The Institute for Fiscal Studies has noted that the £26bn of tax rises announced in the 2025 Budget take the UK’s overall tax burden to a record high. Anna Macdonald, Investment Manager at Aubrey Capital Management, looks at the questions this raises for investors and wealth managers, particularly around how to navigate a higher-tax environment and safeguard client portfolios.
The challenge facing the UK’s public finances is stark. Just 46% of households are net contributors to HMRC, yet demands on public spending continue to rise. Social benefits are expanding, defence budgets must increase, and the cost of servicing debt has escalated. Roughly a quarter of UK government bonds are index-linked, leaving the Exchequer unusually vulnerable to inflation which remains more persistent here than in many other European economies.
Long-dated gilt demand is also weaker than it once was. Defined benefit pension schemes, once a dependable buyer, are in decline. This leaves the UK more reliant on overseas investors to finance borrowing, a reliance that reduces flexibility and leaves policymakers sensitive to external sentiment.

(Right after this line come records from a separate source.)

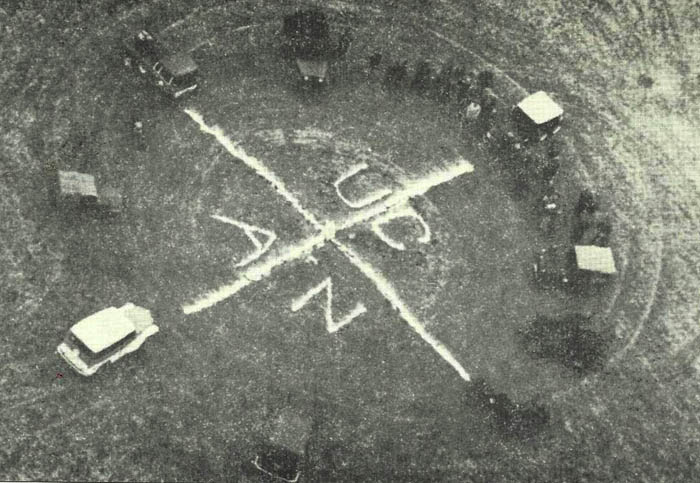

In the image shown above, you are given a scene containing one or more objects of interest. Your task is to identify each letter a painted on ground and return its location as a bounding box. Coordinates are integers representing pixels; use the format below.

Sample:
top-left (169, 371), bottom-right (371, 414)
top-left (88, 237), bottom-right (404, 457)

top-left (211, 215), bottom-right (277, 267)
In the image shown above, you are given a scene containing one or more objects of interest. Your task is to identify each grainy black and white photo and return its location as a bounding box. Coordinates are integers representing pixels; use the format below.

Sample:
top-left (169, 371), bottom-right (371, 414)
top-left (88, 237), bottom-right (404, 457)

top-left (0, 0), bottom-right (700, 483)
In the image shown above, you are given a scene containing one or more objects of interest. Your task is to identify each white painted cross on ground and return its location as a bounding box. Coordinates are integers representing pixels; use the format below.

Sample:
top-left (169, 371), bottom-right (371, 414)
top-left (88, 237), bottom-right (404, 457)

top-left (182, 109), bottom-right (474, 381)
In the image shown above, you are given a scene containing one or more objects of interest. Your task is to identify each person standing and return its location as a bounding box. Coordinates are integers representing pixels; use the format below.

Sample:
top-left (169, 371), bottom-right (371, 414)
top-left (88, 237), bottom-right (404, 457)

top-left (540, 190), bottom-right (562, 236)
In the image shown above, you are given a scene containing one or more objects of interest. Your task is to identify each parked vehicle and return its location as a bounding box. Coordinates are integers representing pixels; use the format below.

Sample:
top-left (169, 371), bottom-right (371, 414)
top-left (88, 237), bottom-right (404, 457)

top-left (533, 245), bottom-right (617, 288)
top-left (296, 59), bottom-right (328, 85)
top-left (56, 303), bottom-right (158, 376)
top-left (252, 410), bottom-right (311, 483)
top-left (51, 170), bottom-right (124, 215)
top-left (512, 91), bottom-right (564, 143)
top-left (124, 30), bottom-right (199, 99)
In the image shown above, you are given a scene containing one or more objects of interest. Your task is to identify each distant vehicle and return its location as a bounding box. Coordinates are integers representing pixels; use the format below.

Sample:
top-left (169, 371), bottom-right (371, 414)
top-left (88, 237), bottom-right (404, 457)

top-left (282, 8), bottom-right (352, 86)
top-left (296, 59), bottom-right (328, 84)
top-left (252, 410), bottom-right (311, 483)
top-left (124, 30), bottom-right (199, 99)
top-left (533, 245), bottom-right (617, 288)
top-left (51, 171), bottom-right (124, 215)
top-left (512, 91), bottom-right (564, 142)
top-left (56, 303), bottom-right (158, 376)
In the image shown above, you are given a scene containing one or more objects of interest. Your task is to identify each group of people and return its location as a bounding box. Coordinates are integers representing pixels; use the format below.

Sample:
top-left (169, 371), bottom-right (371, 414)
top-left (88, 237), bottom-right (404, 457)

top-left (368, 52), bottom-right (498, 135)
top-left (464, 378), bottom-right (550, 438)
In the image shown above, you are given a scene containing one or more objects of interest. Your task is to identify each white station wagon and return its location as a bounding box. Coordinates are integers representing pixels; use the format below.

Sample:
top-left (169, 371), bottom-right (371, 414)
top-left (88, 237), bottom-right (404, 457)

top-left (56, 303), bottom-right (158, 376)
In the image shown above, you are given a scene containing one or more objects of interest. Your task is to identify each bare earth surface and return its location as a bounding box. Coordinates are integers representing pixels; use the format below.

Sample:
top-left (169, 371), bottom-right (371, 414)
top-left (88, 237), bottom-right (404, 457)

top-left (0, 0), bottom-right (700, 482)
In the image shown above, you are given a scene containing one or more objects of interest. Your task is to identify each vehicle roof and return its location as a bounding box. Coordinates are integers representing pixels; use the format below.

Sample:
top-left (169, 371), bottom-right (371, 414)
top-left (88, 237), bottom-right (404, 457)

top-left (58, 171), bottom-right (97, 197)
top-left (160, 52), bottom-right (198, 77)
top-left (518, 91), bottom-right (564, 124)
top-left (70, 304), bottom-right (153, 353)
top-left (296, 59), bottom-right (328, 79)
top-left (269, 410), bottom-right (311, 454)
top-left (574, 245), bottom-right (617, 274)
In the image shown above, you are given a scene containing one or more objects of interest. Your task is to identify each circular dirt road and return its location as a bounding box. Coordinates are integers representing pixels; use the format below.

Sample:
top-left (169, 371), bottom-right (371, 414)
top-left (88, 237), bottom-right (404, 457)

top-left (1, 1), bottom-right (700, 481)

For advisers, this environment can feel daunting. Clients understandably worry about tax changes, squeezed household budgets and gloomy headlines. But history shows that political turbulence often has less impact on long-term portfolios than is commonly assumed. Diversification across geographies and asset classes remains the best protection against fiscal uncertainty.
While the policy outlook is clouded, it would be wrong to dismiss UK assets altogether. Equities look inexpensive relative to history and peers, and active managers continue to identify mispriced opportunities. On the fixed income side, longer-dated gilts are offering interesting opportunities: their low coupons mean capital gains are possible if yields fall, and importantly those gains are tax free.
There is always growth somewhere in the world, even when conditions at home are challenging. For clients, the best safeguard against policy risk is global diversification.